The fact that these young lovers receive mixed messages from FB friends adds to the bewilderment. They seem unconcerned about negative comments, as if urging the critics to mind their own business and quit telling them what to do with their own "happy" life.

I'm wondering if there are grownups in their lives who have criticized them, such as their parents, and whether this has caused them to be cautious and value-centered. Some may argue that such parents are unconcerned since their primary concern is surviving the pandemic, and that their time for work is more valuable than worrying about what their children are doing when they are not in their sight.

We are all coping with the pandemic's consequences. Our children, meanwhile, have a variety of methods to cope with the loneliness and despair that comes with being separated from their pals. The Tik-Tok, vlogging, and other such activities can have a releasing effect on them, which will ideally soften the blow. But what we aspire for is something that has a positive impact on others. Others who may later realize that they are not alone and that they can develop their own positive and healthy coping practices.

In recent years, videos of people condemning others have become widely available. What's more worrisome about this tactic is that the person being chastised can respond by criticizing back, and the cycle will continue as long as neither party is prepared to stop berating the other.

We must use social media for good if we consider it to be the ultimate equalizer. If it provides anyone eager to engage with a voice and a platform, the message must be sensible and encouraging. Adult guidance is also required for our young people whose apparent motivation is to gratify their egos.

But the truth is that stroking another person's ego in the hopes of approval, love, and/or personal advantage, whether romantic, professional, or just a friendship, is an enormous failure since it implies there is a missing link in the perennial pleaser or pushover.
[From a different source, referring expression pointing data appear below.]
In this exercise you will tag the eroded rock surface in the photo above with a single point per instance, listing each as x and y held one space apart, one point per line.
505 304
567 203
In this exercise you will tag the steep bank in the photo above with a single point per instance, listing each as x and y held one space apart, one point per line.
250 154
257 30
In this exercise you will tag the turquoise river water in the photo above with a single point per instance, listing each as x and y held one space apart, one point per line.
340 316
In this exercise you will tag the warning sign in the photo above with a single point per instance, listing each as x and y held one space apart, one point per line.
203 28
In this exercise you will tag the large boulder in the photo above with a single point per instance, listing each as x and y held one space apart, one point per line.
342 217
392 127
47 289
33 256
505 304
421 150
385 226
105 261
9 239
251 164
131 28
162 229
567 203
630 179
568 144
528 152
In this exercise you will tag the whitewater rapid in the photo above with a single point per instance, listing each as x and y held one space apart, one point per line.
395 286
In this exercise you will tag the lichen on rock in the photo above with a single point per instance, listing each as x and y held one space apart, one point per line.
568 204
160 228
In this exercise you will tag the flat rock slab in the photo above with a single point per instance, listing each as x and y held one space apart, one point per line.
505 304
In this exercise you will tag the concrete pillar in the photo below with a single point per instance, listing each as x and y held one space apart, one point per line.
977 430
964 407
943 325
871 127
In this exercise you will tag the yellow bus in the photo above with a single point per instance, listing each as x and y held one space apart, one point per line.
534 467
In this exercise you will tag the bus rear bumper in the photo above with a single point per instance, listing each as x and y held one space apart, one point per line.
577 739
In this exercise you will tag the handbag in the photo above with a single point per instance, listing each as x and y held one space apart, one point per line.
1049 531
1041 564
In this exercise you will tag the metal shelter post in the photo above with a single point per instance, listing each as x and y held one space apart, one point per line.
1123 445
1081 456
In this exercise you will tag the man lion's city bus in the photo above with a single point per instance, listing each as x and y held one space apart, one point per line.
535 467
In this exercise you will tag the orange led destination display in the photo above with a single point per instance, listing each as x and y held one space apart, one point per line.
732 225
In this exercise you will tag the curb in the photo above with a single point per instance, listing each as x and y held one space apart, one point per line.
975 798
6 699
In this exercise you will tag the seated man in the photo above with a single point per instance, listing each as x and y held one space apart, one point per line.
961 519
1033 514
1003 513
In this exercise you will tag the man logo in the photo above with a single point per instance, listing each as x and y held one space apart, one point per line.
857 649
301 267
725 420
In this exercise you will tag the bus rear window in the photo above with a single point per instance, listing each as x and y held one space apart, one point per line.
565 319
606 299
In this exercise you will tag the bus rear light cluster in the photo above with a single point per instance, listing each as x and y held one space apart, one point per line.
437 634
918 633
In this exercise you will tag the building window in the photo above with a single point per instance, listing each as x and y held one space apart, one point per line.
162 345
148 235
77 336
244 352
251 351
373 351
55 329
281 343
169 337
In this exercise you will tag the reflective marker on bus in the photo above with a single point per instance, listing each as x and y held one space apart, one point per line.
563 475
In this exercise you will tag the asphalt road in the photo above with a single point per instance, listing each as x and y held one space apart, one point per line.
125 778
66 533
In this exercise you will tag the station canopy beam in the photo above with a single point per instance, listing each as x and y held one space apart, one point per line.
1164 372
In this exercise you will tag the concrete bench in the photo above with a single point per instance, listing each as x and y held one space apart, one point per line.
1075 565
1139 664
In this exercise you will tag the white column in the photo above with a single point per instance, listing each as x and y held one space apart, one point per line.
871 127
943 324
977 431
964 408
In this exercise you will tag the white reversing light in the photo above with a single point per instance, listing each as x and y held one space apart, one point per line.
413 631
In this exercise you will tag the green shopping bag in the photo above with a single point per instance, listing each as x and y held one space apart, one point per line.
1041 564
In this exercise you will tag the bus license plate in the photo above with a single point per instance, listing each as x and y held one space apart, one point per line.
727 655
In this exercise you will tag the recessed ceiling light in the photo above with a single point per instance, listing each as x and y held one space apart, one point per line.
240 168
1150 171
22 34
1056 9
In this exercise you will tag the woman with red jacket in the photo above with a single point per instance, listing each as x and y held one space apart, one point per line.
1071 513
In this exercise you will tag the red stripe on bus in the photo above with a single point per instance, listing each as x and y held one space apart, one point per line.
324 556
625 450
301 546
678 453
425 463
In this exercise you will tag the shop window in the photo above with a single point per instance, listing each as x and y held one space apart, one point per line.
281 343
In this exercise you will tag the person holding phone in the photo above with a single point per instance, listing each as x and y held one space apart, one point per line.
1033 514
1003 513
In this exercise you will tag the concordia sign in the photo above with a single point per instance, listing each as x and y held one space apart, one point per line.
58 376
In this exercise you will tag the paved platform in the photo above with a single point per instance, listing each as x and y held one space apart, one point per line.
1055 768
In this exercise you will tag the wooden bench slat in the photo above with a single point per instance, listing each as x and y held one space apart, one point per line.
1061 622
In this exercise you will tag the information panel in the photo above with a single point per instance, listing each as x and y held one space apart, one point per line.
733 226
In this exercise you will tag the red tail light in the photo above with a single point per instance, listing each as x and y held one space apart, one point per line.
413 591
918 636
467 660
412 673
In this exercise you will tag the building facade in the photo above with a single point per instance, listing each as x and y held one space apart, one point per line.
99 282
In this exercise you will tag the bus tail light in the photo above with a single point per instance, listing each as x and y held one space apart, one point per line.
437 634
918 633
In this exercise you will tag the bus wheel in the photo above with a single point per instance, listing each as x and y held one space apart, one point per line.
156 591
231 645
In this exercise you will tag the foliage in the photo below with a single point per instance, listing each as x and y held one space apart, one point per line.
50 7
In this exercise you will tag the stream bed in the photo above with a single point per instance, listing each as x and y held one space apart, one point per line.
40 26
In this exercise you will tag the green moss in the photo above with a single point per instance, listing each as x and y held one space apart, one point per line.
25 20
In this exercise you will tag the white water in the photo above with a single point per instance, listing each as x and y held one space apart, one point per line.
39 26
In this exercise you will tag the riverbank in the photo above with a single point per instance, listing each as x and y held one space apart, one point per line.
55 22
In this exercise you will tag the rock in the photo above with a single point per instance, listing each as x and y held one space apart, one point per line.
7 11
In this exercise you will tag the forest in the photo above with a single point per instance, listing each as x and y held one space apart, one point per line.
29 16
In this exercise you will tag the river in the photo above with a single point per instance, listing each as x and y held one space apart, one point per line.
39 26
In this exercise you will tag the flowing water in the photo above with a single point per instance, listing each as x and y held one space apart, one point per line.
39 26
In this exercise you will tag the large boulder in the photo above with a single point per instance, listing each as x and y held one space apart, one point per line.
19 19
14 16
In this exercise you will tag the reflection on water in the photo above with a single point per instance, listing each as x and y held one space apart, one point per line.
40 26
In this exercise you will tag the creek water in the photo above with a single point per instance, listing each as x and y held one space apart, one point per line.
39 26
Why do we put in so much effort? The urge to satisfy others all of the time in order to be accepted is a hole from the past that needs to be filled right now. We will be a doormat in all forms of relationships if we do not do so.

The hole created by the missing link is deeply rooted in prior lies. Every history has the power to elicit the deepest fears, anxieties, and feelings of love (or lack thereof). Life is lovely if we just open our eyes to the curious child within. We can be cut open physically, and our body knows how to repair itself. We get emotionally cut open, and we have the potential to do the same with our thoughts, though some rewiring may need to be reconfigured due to past upbringing.

Pleasing the ego without making a conscious effort to help others is ephemeral, and thus does not contribute to personal growth. Imagine what we'll be able to do for others if we can't improve ourselves.